The arachnoid mater and dura mater are very close together throughout the cranium all the way to S2, where the two layers fuse into one layer and terminate. Sandwiched between the dura and arachnoid maters lie some veins that connect the brain's venous system with the venous system in the dura mater.

The arachnoid mater covering the brain is referred to as the "arachnoidea encephali," and the portion covering the spinal cord as the "arachnoidea spinalis." The arachnoid and pia mater are sometimes considered as a single structure, the leptomeninx, or the plural version, leptomeninges. ("Lepto"- from the Greek root meaning "thin"). Similarly, the dura in this situation is called the pachymeninx.

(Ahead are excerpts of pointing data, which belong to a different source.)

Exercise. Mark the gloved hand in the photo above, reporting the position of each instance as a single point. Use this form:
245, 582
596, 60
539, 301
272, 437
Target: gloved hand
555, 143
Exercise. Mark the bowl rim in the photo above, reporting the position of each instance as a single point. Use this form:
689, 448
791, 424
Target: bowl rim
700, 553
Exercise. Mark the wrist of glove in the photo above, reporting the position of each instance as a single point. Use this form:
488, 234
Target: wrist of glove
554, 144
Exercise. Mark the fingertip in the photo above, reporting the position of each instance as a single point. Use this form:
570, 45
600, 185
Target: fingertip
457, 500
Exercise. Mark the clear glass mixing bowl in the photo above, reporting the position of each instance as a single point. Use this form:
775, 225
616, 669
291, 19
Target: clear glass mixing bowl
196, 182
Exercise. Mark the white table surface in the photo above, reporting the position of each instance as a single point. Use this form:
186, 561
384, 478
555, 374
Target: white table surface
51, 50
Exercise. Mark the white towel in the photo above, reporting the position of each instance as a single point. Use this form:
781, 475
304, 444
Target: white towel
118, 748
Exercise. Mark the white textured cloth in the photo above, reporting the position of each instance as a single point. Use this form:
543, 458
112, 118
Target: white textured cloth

There are two subdivisions of arachnoid mater surrounding the subarachnoid space, the dorsal layer and the ventral layer. The dorsal layer covers internal cerebral veins and fixes them to the surrounding tela choroidea. The ventral layer of arachnoid membrane, on the other hand, is a direct anterior extension of this arachnoid envelope that the dorsal layer forms over the pineal region.